Now you have three of the components for your dinner at the ready, a pre-seared entry, sauce and bread. All you need is a salad and a couple of simple, well executed sides and a dessert.
For this entree some roasted whole carrots would be great and they can roast in the oven at the same temperature as the pork which is always something to think about. Bigger than baby carrots would be good but not so big they look like you stole them from a horse farm. Add to this a green veggie of your choice and your off to the races.
Dessert is often as simple as a nice dark chocolate tasting. Spend the four to eight bucks for a couple of Mr. Good bars and be done with it. Everyone will enjoy it especially if you pair it with a drink. If that is not your thing pots de creme are a simple custard that is served cold or room temperature and can be made the day before and stored in the fridge. One of my all time favorites is Alice Water’s Marsala Creme Pots. They will rock your socks off and you will have to kick you guests out because they will want to move in.
So there you have it. Just like your cutting all your ingredients before you put a pan on the heat you should do the same for your dinner party. Plan it well and then if something does go awry you won’t be so stressed that the freak-out button gets pushed but instead will be able to handle it like it was meant to happen that way. Just like when your guest ask you what’s for dinner and and you tell them Prosciutto Crusted Pork Tenderloin with a Red Wine Jus, Roasted Candy Carrots and Sauteed Haricot Verts. They will be impressed but you will know it is as simple as pigs in a blanket. —thirschfeld
- Serves 4
pork tenderloins, about 1 lb. each
thin prosciutto slices
12 to 14
fresh sage leaves
pork or chicken stock, home made is great or low sodium broth
kosher salt and fresh ground pepper
unsalted butter kneeded with a teaspoon of flour kept cool, this is called a beurre manie
- Place two large 12 by 12 inch pieces of plastic wrap on a counter top. Lay the prosciutto slices on the plastic wrap long ways next to each other so they overlap by a 1/4 inch. Place 3 to 4 sage leaves in a line on the prosciutto. Place a tenderloin onto the prosciutto so it is aligned with the edge closest to you. Repeat the process with the other tenderloin. Season both tenderloins with pepper. The prosciutto is salty so you may not need any salt.

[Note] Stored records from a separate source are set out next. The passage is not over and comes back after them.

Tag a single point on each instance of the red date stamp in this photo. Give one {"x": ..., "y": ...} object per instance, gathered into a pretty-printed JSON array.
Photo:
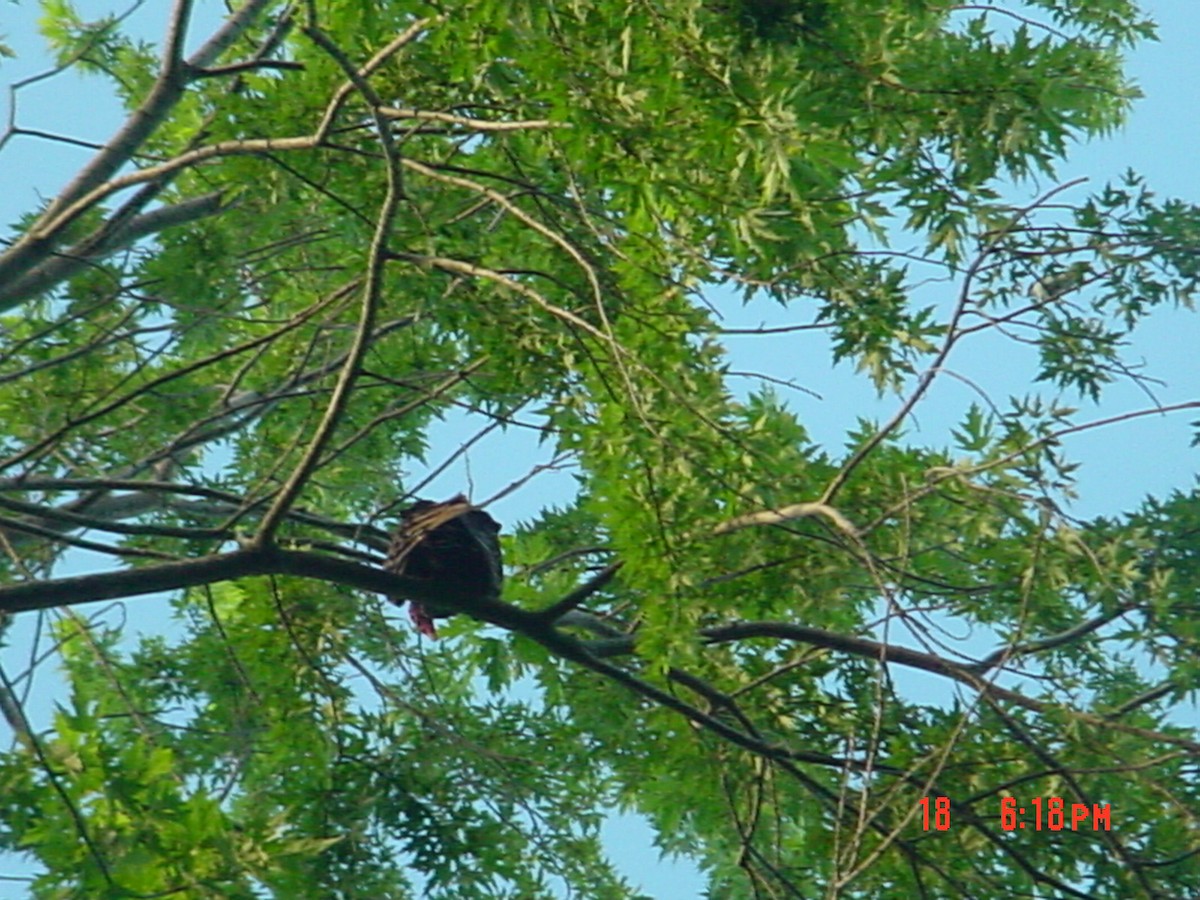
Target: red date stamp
[{"x": 1042, "y": 814}]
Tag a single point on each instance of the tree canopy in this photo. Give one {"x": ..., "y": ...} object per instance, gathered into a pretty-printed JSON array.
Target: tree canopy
[{"x": 328, "y": 227}]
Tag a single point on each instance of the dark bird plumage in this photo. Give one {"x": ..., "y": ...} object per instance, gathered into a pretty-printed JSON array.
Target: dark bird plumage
[{"x": 454, "y": 547}]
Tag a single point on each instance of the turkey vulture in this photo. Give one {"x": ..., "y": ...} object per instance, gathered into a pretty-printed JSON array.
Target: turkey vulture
[{"x": 451, "y": 545}]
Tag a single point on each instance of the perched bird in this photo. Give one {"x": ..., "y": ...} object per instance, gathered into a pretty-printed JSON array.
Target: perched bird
[{"x": 454, "y": 547}]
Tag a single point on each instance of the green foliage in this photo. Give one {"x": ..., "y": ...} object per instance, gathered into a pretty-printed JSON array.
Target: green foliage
[{"x": 579, "y": 191}]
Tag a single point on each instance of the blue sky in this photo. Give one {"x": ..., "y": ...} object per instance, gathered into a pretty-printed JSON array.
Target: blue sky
[{"x": 1122, "y": 462}]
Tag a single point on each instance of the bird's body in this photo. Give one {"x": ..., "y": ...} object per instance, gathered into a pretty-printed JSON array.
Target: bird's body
[{"x": 453, "y": 546}]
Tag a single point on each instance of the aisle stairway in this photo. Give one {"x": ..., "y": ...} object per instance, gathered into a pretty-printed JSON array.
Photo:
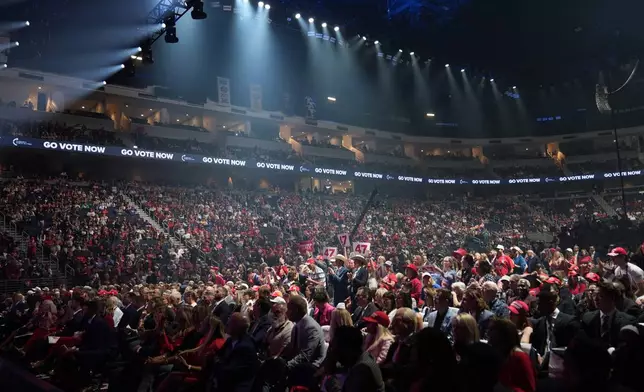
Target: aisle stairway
[
  {"x": 176, "y": 243},
  {"x": 608, "y": 209}
]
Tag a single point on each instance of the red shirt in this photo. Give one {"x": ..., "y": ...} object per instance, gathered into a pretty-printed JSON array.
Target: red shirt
[{"x": 517, "y": 373}]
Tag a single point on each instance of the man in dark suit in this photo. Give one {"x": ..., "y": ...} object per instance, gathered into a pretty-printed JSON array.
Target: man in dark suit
[
  {"x": 262, "y": 323},
  {"x": 236, "y": 363},
  {"x": 553, "y": 329},
  {"x": 220, "y": 307},
  {"x": 605, "y": 323},
  {"x": 76, "y": 323},
  {"x": 363, "y": 374},
  {"x": 339, "y": 280}
]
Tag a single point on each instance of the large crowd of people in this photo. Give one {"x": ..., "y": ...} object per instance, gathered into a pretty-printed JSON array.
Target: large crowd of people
[{"x": 505, "y": 293}]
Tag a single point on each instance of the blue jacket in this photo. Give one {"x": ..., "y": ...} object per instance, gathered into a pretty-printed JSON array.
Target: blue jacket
[{"x": 340, "y": 283}]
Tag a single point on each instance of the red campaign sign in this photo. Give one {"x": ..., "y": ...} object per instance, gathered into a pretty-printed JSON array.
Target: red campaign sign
[{"x": 306, "y": 246}]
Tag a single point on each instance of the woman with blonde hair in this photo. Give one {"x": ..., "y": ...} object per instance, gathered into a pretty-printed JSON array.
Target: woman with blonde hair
[
  {"x": 339, "y": 317},
  {"x": 379, "y": 338},
  {"x": 465, "y": 331},
  {"x": 112, "y": 309}
]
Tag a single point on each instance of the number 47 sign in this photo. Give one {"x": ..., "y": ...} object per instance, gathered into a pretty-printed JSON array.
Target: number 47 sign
[
  {"x": 361, "y": 247},
  {"x": 329, "y": 252},
  {"x": 344, "y": 239}
]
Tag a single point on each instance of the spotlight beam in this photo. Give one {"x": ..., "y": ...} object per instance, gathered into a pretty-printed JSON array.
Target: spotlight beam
[{"x": 163, "y": 10}]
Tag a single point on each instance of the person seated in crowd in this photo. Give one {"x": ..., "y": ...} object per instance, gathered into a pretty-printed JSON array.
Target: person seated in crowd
[
  {"x": 236, "y": 363},
  {"x": 552, "y": 329},
  {"x": 517, "y": 372},
  {"x": 379, "y": 339},
  {"x": 441, "y": 318},
  {"x": 605, "y": 323},
  {"x": 362, "y": 372}
]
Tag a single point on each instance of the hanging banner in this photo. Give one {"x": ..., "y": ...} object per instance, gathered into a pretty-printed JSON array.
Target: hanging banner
[
  {"x": 344, "y": 239},
  {"x": 310, "y": 107},
  {"x": 329, "y": 252},
  {"x": 256, "y": 97},
  {"x": 223, "y": 88},
  {"x": 306, "y": 246},
  {"x": 361, "y": 247}
]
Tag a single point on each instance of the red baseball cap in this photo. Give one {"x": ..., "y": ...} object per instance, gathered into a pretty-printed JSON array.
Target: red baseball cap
[
  {"x": 619, "y": 251},
  {"x": 378, "y": 317},
  {"x": 518, "y": 307},
  {"x": 459, "y": 251}
]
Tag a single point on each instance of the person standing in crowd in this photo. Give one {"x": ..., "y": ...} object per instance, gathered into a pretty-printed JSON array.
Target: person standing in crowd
[
  {"x": 491, "y": 298},
  {"x": 520, "y": 264},
  {"x": 441, "y": 318},
  {"x": 553, "y": 329},
  {"x": 308, "y": 349},
  {"x": 236, "y": 363},
  {"x": 362, "y": 372},
  {"x": 517, "y": 372},
  {"x": 278, "y": 336},
  {"x": 474, "y": 304},
  {"x": 378, "y": 339},
  {"x": 619, "y": 256},
  {"x": 605, "y": 323},
  {"x": 339, "y": 279}
]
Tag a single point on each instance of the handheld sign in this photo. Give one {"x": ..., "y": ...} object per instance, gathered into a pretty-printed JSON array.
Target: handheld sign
[
  {"x": 361, "y": 247},
  {"x": 329, "y": 252},
  {"x": 344, "y": 239}
]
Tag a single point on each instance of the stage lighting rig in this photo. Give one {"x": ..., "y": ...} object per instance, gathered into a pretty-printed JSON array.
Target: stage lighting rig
[
  {"x": 197, "y": 9},
  {"x": 166, "y": 13}
]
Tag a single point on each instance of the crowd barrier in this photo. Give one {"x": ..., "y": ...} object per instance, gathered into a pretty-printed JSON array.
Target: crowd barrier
[{"x": 114, "y": 151}]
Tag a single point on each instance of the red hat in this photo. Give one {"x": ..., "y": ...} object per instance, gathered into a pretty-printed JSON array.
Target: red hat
[
  {"x": 585, "y": 260},
  {"x": 619, "y": 251},
  {"x": 553, "y": 280},
  {"x": 460, "y": 252},
  {"x": 518, "y": 307},
  {"x": 378, "y": 317}
]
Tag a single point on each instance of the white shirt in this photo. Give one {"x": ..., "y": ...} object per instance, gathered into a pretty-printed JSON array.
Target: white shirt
[{"x": 635, "y": 274}]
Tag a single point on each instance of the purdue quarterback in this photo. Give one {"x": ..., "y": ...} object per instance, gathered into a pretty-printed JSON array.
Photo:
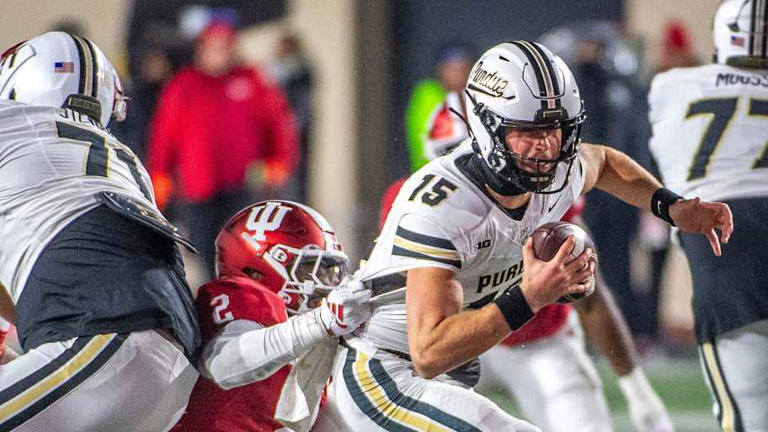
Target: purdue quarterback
[{"x": 463, "y": 220}]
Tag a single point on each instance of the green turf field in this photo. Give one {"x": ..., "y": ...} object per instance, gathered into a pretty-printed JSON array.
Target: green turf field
[{"x": 679, "y": 384}]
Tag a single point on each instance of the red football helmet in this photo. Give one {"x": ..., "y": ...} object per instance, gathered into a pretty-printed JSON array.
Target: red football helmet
[{"x": 288, "y": 247}]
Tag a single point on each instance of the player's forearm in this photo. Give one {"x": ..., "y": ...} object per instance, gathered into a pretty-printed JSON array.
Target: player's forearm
[
  {"x": 456, "y": 340},
  {"x": 625, "y": 179},
  {"x": 606, "y": 329},
  {"x": 7, "y": 309},
  {"x": 237, "y": 357}
]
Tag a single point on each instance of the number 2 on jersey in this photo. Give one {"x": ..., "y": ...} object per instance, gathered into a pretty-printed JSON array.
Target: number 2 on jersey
[
  {"x": 437, "y": 194},
  {"x": 723, "y": 111},
  {"x": 220, "y": 304},
  {"x": 98, "y": 154}
]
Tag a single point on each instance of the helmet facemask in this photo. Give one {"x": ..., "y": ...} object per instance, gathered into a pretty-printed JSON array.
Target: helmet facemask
[
  {"x": 309, "y": 274},
  {"x": 504, "y": 167}
]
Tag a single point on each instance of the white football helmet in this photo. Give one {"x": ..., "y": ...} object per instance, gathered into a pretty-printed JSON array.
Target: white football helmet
[
  {"x": 522, "y": 84},
  {"x": 61, "y": 70},
  {"x": 741, "y": 33}
]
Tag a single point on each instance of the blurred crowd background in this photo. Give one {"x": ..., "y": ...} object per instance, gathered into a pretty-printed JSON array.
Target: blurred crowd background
[{"x": 326, "y": 102}]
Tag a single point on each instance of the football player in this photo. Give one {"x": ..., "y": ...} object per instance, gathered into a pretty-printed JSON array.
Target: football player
[
  {"x": 92, "y": 273},
  {"x": 269, "y": 347},
  {"x": 446, "y": 270},
  {"x": 710, "y": 126},
  {"x": 554, "y": 373}
]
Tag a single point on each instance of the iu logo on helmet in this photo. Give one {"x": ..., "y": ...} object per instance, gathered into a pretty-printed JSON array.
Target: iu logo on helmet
[{"x": 263, "y": 218}]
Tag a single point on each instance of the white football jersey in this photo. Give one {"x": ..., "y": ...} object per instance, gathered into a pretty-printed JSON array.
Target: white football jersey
[
  {"x": 710, "y": 131},
  {"x": 441, "y": 218},
  {"x": 53, "y": 163}
]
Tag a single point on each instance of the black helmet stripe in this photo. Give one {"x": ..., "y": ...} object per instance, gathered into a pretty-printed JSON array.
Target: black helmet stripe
[
  {"x": 81, "y": 56},
  {"x": 541, "y": 68},
  {"x": 86, "y": 66},
  {"x": 95, "y": 65},
  {"x": 550, "y": 68}
]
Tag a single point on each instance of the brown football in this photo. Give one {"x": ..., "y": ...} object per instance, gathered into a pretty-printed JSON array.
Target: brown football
[{"x": 548, "y": 238}]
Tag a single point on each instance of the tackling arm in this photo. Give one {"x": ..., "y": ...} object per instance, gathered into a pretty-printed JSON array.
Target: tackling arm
[
  {"x": 7, "y": 309},
  {"x": 245, "y": 351}
]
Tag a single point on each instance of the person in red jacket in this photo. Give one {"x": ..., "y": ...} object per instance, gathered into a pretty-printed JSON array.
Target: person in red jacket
[
  {"x": 552, "y": 372},
  {"x": 221, "y": 135},
  {"x": 269, "y": 340}
]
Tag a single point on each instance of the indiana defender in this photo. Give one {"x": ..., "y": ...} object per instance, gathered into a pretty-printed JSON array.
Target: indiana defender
[
  {"x": 463, "y": 220},
  {"x": 268, "y": 347},
  {"x": 92, "y": 273},
  {"x": 553, "y": 372},
  {"x": 710, "y": 141}
]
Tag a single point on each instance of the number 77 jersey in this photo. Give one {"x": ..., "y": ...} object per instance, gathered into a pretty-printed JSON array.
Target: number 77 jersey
[
  {"x": 53, "y": 164},
  {"x": 710, "y": 131}
]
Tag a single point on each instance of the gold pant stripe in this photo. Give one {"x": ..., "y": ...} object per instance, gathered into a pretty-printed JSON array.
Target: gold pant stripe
[
  {"x": 386, "y": 406},
  {"x": 60, "y": 376},
  {"x": 728, "y": 418}
]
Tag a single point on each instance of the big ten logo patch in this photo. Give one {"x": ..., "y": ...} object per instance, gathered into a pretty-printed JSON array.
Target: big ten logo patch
[{"x": 264, "y": 218}]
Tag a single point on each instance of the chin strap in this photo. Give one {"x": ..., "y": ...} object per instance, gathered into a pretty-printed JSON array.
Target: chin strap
[{"x": 492, "y": 180}]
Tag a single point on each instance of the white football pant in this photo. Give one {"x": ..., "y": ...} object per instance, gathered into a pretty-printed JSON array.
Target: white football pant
[
  {"x": 134, "y": 382},
  {"x": 382, "y": 392},
  {"x": 736, "y": 370}
]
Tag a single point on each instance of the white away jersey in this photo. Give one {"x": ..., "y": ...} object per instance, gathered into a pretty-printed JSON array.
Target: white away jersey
[
  {"x": 710, "y": 130},
  {"x": 441, "y": 218},
  {"x": 53, "y": 163}
]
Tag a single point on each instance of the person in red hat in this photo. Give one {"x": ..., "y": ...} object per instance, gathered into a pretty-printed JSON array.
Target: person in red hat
[{"x": 222, "y": 134}]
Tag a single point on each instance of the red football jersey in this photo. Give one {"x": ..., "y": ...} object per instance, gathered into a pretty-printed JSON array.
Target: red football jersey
[{"x": 250, "y": 407}]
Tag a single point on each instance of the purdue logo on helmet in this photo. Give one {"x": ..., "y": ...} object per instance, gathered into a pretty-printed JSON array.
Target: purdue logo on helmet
[
  {"x": 741, "y": 33},
  {"x": 522, "y": 85},
  {"x": 64, "y": 71}
]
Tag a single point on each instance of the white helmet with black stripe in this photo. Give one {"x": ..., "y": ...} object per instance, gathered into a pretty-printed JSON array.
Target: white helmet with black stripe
[
  {"x": 741, "y": 33},
  {"x": 61, "y": 70},
  {"x": 522, "y": 85}
]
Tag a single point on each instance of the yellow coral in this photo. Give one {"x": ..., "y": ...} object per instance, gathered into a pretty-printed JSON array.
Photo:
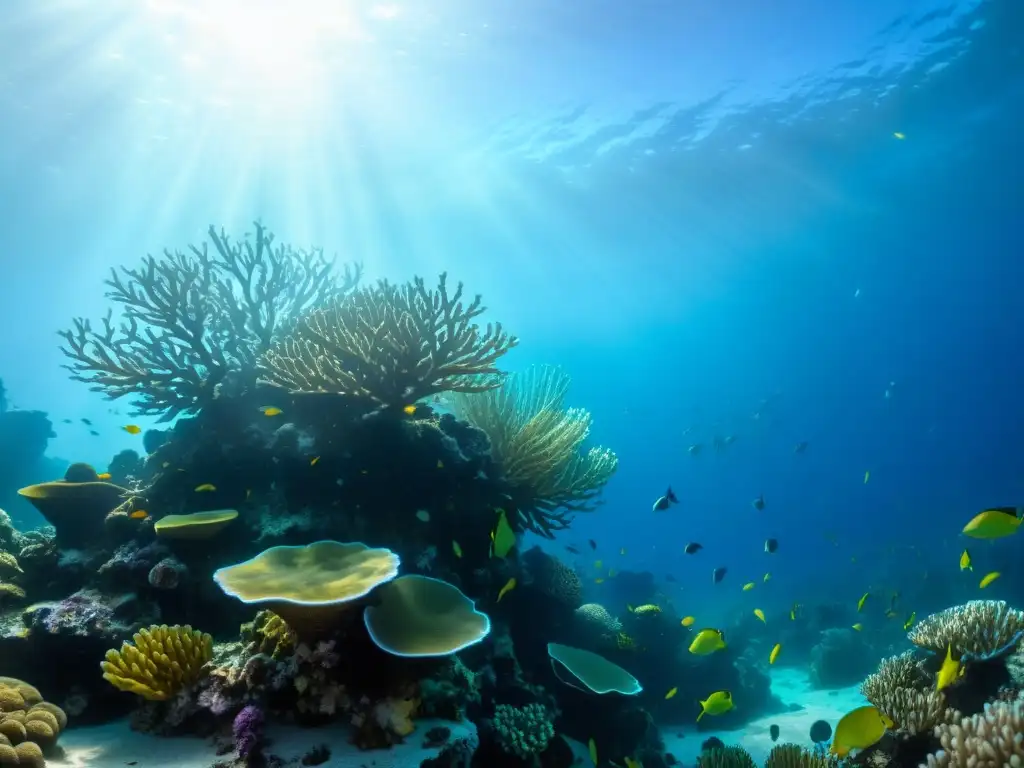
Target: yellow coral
[{"x": 162, "y": 662}]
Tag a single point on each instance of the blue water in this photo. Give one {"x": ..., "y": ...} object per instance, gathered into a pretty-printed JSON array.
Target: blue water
[{"x": 692, "y": 207}]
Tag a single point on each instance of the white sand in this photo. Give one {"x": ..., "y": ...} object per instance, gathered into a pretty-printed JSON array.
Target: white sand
[
  {"x": 115, "y": 745},
  {"x": 792, "y": 686}
]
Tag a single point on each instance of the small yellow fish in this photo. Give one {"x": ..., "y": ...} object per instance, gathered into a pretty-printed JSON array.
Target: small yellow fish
[
  {"x": 950, "y": 672},
  {"x": 718, "y": 702},
  {"x": 966, "y": 560},
  {"x": 509, "y": 586},
  {"x": 707, "y": 641},
  {"x": 988, "y": 579}
]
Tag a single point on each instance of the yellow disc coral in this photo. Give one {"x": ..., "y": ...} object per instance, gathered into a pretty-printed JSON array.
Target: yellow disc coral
[{"x": 162, "y": 662}]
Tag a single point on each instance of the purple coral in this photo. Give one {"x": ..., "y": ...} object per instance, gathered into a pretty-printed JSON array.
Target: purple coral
[{"x": 248, "y": 730}]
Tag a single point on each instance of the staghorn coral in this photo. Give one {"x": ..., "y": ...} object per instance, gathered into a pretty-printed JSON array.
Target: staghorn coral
[
  {"x": 977, "y": 630},
  {"x": 990, "y": 738},
  {"x": 537, "y": 443},
  {"x": 162, "y": 662},
  {"x": 188, "y": 320},
  {"x": 390, "y": 345}
]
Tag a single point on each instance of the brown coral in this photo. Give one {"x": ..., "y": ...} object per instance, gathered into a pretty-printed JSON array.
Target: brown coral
[{"x": 990, "y": 738}]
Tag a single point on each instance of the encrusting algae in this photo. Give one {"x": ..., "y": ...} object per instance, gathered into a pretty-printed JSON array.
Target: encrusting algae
[{"x": 162, "y": 662}]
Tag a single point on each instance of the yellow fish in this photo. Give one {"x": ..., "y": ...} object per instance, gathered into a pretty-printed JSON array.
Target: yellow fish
[
  {"x": 718, "y": 702},
  {"x": 504, "y": 537},
  {"x": 989, "y": 578},
  {"x": 950, "y": 672},
  {"x": 707, "y": 641},
  {"x": 509, "y": 586},
  {"x": 966, "y": 560},
  {"x": 994, "y": 523},
  {"x": 859, "y": 729}
]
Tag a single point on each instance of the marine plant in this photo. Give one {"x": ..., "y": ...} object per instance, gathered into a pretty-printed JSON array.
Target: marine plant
[
  {"x": 190, "y": 318},
  {"x": 390, "y": 345},
  {"x": 537, "y": 442}
]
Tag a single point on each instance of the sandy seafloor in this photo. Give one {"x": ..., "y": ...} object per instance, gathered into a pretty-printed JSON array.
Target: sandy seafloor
[{"x": 115, "y": 745}]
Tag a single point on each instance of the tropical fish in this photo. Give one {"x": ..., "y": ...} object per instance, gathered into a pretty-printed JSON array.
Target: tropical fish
[
  {"x": 707, "y": 641},
  {"x": 718, "y": 702},
  {"x": 859, "y": 729},
  {"x": 994, "y": 523},
  {"x": 509, "y": 586},
  {"x": 664, "y": 502},
  {"x": 988, "y": 579},
  {"x": 950, "y": 672},
  {"x": 966, "y": 560}
]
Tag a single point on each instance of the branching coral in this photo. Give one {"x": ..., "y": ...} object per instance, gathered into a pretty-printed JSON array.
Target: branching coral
[
  {"x": 990, "y": 738},
  {"x": 390, "y": 345},
  {"x": 162, "y": 662},
  {"x": 977, "y": 630},
  {"x": 188, "y": 320},
  {"x": 537, "y": 443}
]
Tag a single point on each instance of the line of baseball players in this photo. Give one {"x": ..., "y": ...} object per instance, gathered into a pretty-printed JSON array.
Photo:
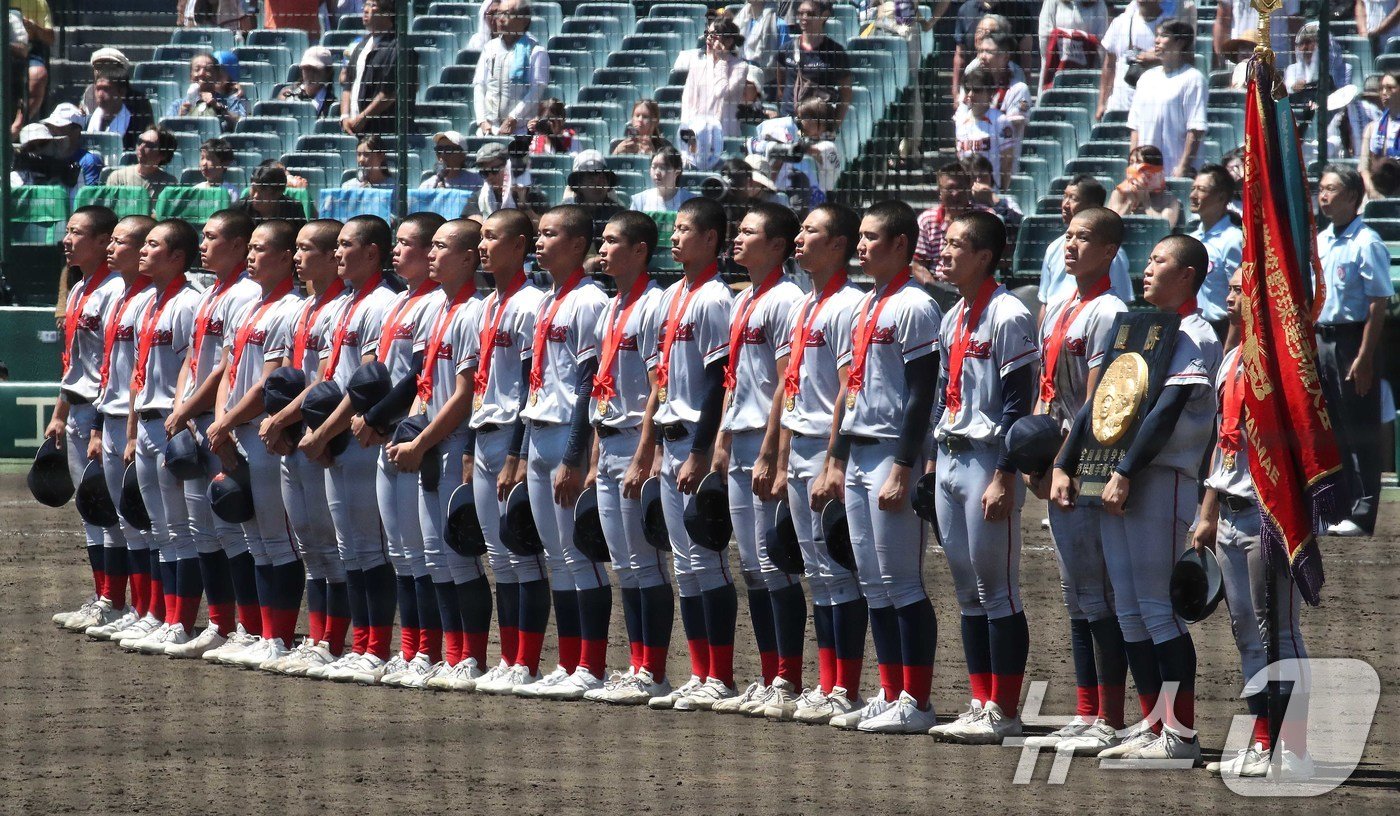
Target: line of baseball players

- Using the plastic wrap as your handle roll the tenderloin so it wraps in the prosciutto being careful not to wrap the plastic wrap into it. Once it is wrapped then wrap it snugly in the plastic wrap and put it in the fridge for 15 minute. The rest helps the prosciutto bond with the loin so it holds together better when you go to saute it.
- After the rest gently remove the pork from the plastic wrap. Heat a large saute pan, non-stick is not a bad choice here, over medium high heat and add enough oil to coat the pan. Toss a couple of sage leaves into the hot oil. Then sear the pork until the prosciutto is browned on all sides. this will leave the interior raw and in need of roasting. Remove them from the pan to a casserole or sheet tray. Toss the remainder of the sage leaves around the pork. Wash and clean the saute pan.
- Cook your sides, make your sauce, go to a movie or what ever but when you are ready to finish the pork preheat the oven to 400 degrees.
- To make the red wine jus heat the saute pan over high heat. Add the red wine and let it reduce to a tablespoon or two. Add the stock and let it boil and reduce to half a cup. Taste it and season it as needed. Take the jus off the heat and whisk in the beurre manie put the jus back on the heat and bring the sauce to a soft boil while whisking and let it thicken. Remove it from the heat but keep the sauce warm.
- If you had the tenders in the fridge pull them out about 40 minutes before you need to start baking them. Bake them for 20 minutes. Remove them from the oven and let them rest for a few minutes. While they are resting warm your plates in the oven. Not to hot. Reheat the jus and spoon some onto the warmed plates. Slice the tenders into 1/4 inch slices and fan them out on top of the jus. Serve immediately.